Complex crisis

Print edition : November 28, 2014

IN the whole debate around the conflict over fishing in the Palk Strait, different stakeholders have pointed fingers in different directions—northern Sri Lankan fishermen at Indian trawlers, Tamil Nadu fishermen at the Sri Lanka Navy, Tamil Nadu politicians at New Delhi and Colombo, and Colombo at New Delhi.

However, after the Colombo High Court sentenced five Indian fishermen to death for drug trafficking, the crisis has assumed another complex dimension. New Delhi said the fishermen were innocent and that it would make all efforts to secure their early release. Discussions were on at the highest levels. India is exploring all possible legal channels.

While there are reasons to remain hopeful that Sri Lanka will not carry out the sentence, the outrageous death penalty for the five Indians—three Sri Lankan fishermen were also awarded the punishment—was a shocker. The fact that the last judicial execution in Sri Lanka took place as far back as 1976 suggests that the recent sentence could be politically motivated, especially against the backdrop of the fishermen row.

The crisis has been politicised on multiple levels. Fishermen in northern Sri Lanka continue to be victimised. Their livelihoods are badly hit by poaching and excessive bottom trawling by Indian fishermen.

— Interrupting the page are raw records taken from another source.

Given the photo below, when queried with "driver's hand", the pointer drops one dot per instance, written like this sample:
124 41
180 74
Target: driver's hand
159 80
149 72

While Colombo uses the cases of erring Indian fishermen as a trump card in diplomatic and strategic negotiations, it offers little support to its own fisherfolk from northern Sri Lanka. The Tamil political leadership or the Northern Provincial Council does not take up the issue for fear of losing Tamil Nadu’s political support. On the Indian side, Tamil Nadu is quick to make shrill noises around the arrest of Indian fishermen by the Sri Lanka Navy. But the governments in New Delhi and Chennai are yet to take meaningful measures to curb the practice of bottom trawling or to find alternatives.

Tamil Nadu extends solidarity to the Tamils of Sri Lanka, often using Tamil-nationalistic rhetoric, but does not see the adverse impact Tamil Nadu fishermen have on their Tamil-speaking counterparts in northern Sri Lanka.

Every time Sri Lankan President Mahinda Rajapaksa announces the release of arrested Indian fishermen, again a political response, Tamil Nadu fishermen’s leaders celebrate by bursting crackers and distributing sweets. Every time there is a fresh arrest, they condemn it strongly. Other than impulsively reacting to the announcements, the fishermen’s leaders have no convincing ways of engagement.

It is, in fact, the trawler owners who continue to make the daily-wage fishermen of Tamil Nadu increasingly vulnerable by demanding varieties available outside Indian waters and insisting on a certain amount of catch.

India and Sri Lanka are not the only players in this game. The European Union recently announced a ban on seafood exports from Sri Lanka, evoking serious concern among exporters and fishermen.

Irrespective of who stands to win and how countries use the issue for diplomatic gains, it is the powerless fisherfolk who get entangled in this web of problems. And the most vulnerable fisherman continues to pay the heaviest price.